The Ubii around AD 30
Fannius, a member of the Ubii, corporis custos, the Germanic bodyguard of Nero, Museo Epigrafico, Terme di Diocleziano, Rome

The Ubii were a Germanic tribe[1][2] first encountered dwelling on the east bank of the Rhine in the time of Julius Caesar, who formed an alliance with them in 55 BC in order to launch attacks across the river. They were transported in 39 BC by Marcus Vipsanius Agrippa to the west bank, apparently at their own request, as they feared the incursions of their neighbors, the Chatti.[3]

A colony for Roman veterans was founded in 50 AD under the patronage of Agrippa's granddaughter, Agrippina the Younger,[4] who had been born at Ara Ubiorum, the capital of the Ubii. The colony derived its title from the names of Agrippina and her husband, the emperor Claudius, and received the name Colonia Claudia Ara Augusta Agrippinensium, which is the origin of the city's modern name, Cologne. Alongside the allotment of land to veterans, the existing town of Ara Ubiorum was elevated to the status of a colonia, which would have conferred many privileges on the inhabitants.[5] The Ubii were also at Bonna (Bonn) of the Eburones.

The Ubii remained loyal allies of Rome; they were instrumental in crushing the Batavian rebellion in 70 AD and, although some of them made part of the invasion of Pannonia in 166 AD, they become foederati supporting Roman troops in the Marcomannic Wars in 166–67 AD.

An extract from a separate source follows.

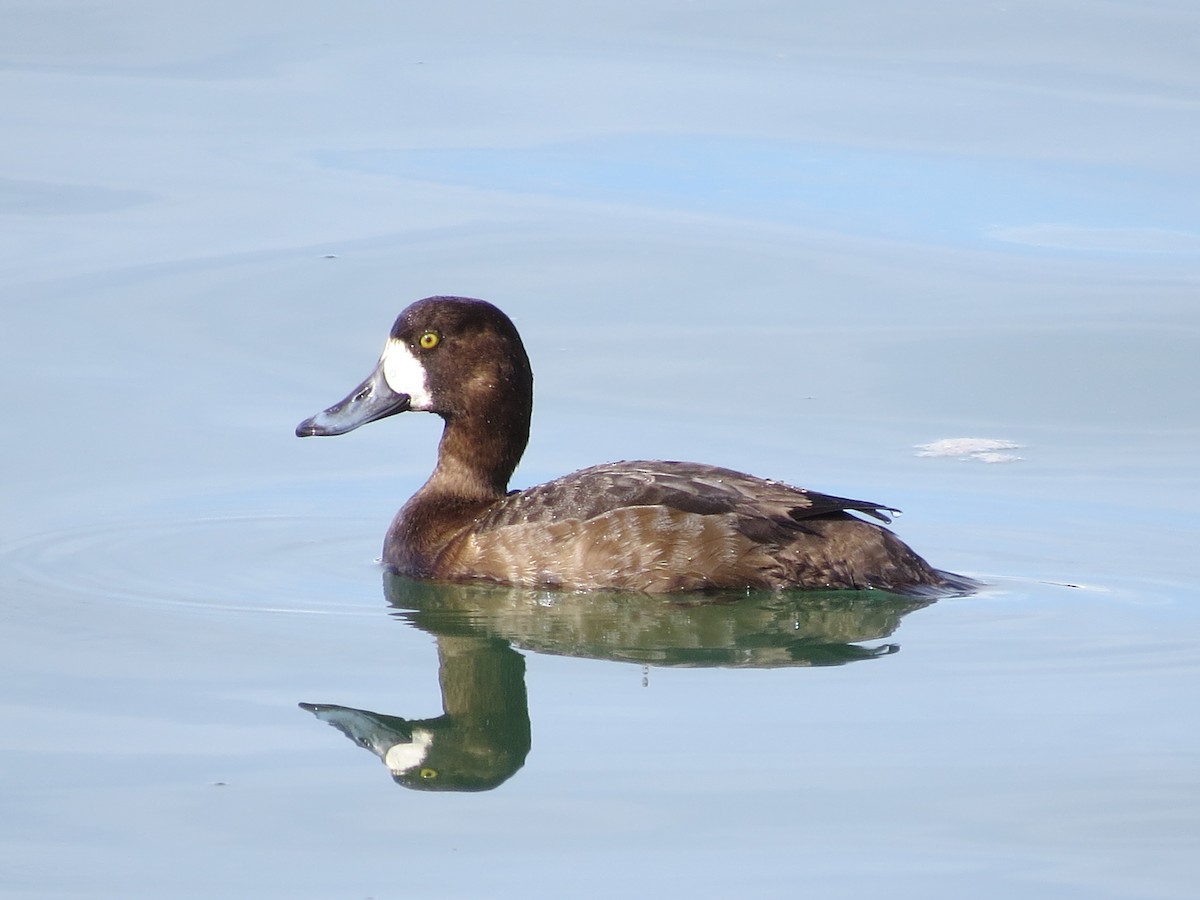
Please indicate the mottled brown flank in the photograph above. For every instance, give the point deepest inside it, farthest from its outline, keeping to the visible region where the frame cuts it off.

They seem to have been so thoroughly Romanized that they adopted the name Agrippinenses in honour of their "founder",[6] and their later history is submerged with other Franks in that of eastern Gaul as a whole.

  1. ^ Brogan, Olwen Phillis Frances; Drinkwater, John Frederick (2012). "Ubii". In Hornblower, Simon; Spawforth, Antony; Eidinow, Esther (eds.). The Oxford Classical Dictionary (4 ed.). Oxford University Press. ISBN 9780191735257. Retrieved 26 January 2020. Ubii, a German tribe just east of the Rhine
  2. ^ "De Gruyter".
  3. ^ William Smith, A Dictionary of Greek and Roman Geography s.v. "Colonia Agrippina".
  4. ^ Tacitus, Annales 12.27.1–2.
  5. ^ Barrett, Anthony A. (1996). Agrippina: Sex, Power, and Politics in the Early Empire, New Haven and London: Yale.
  6. ^ Tacitus, Germania c.28 and Histories, iv.28 (as noted in Smith, loc. cit.).